Kubeflow Pipelines SDK v2 compatibility mode lets you use the new pipeline semantics and gain the benefits of logging your metadata to ML Metadata. You can use ML Metadata to help answer questions about the lineage of your pipeline’s artifacts.

To learn more about the work towards Kubeflow Pipelines v2, read the design documents for Kubeflow Pipelines v2 and Kubeflow Pipelines v2 compatible mode, or join the Kubeflow Pipelines community.

Before you begin

  1. Install Kubeflow Pipelines Standalone 1.6.0 or higher. Note, support for other distributions is under development, see Current Caveats section.

  2. Run the following command to install Kubeflow Pipelines SDK v1.6.2 or higher. If you run this command in a Jupyter notebook, restart the kernel after installing the SDK.

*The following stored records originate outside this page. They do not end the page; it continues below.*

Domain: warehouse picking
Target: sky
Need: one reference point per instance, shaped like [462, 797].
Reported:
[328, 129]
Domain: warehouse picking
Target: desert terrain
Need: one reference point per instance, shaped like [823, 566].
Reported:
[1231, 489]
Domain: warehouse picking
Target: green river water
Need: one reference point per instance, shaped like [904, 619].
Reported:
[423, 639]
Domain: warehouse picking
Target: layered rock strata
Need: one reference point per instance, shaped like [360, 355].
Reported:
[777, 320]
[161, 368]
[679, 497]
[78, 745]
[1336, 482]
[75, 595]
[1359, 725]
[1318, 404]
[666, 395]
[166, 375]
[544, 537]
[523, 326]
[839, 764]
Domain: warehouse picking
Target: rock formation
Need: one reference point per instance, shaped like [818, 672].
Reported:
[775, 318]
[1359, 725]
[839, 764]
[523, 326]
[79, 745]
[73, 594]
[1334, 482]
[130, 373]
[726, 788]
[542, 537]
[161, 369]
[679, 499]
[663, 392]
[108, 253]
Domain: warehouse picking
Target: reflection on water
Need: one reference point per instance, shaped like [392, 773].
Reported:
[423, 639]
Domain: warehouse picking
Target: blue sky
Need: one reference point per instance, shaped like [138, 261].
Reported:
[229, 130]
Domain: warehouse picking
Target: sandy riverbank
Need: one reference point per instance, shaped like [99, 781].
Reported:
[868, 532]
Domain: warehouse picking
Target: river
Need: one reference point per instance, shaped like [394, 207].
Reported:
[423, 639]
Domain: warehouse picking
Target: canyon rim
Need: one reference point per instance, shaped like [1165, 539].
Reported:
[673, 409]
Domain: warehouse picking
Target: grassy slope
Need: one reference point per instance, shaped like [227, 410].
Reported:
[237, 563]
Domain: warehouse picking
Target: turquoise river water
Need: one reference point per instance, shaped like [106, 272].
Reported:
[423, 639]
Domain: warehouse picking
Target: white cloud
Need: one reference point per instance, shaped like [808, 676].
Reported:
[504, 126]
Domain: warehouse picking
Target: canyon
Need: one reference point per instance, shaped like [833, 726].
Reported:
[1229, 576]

    pip install kfp --upgrade
    
  3. Import the kfp and kfp.components packages.

    import kfp
    
  4. Create an instance of the kfp.Client class. To find your Kubeflow Pipelines cluster’s hostname and URL scheme, open the Kubeflow Pipelines user interface in your browser. The URL of the Kubeflow Pipelines user interface is something like https://my-cluster.my-organization.com/pipelines. In this case, the host name and URL scheme are https://my-cluster.my-organization.com.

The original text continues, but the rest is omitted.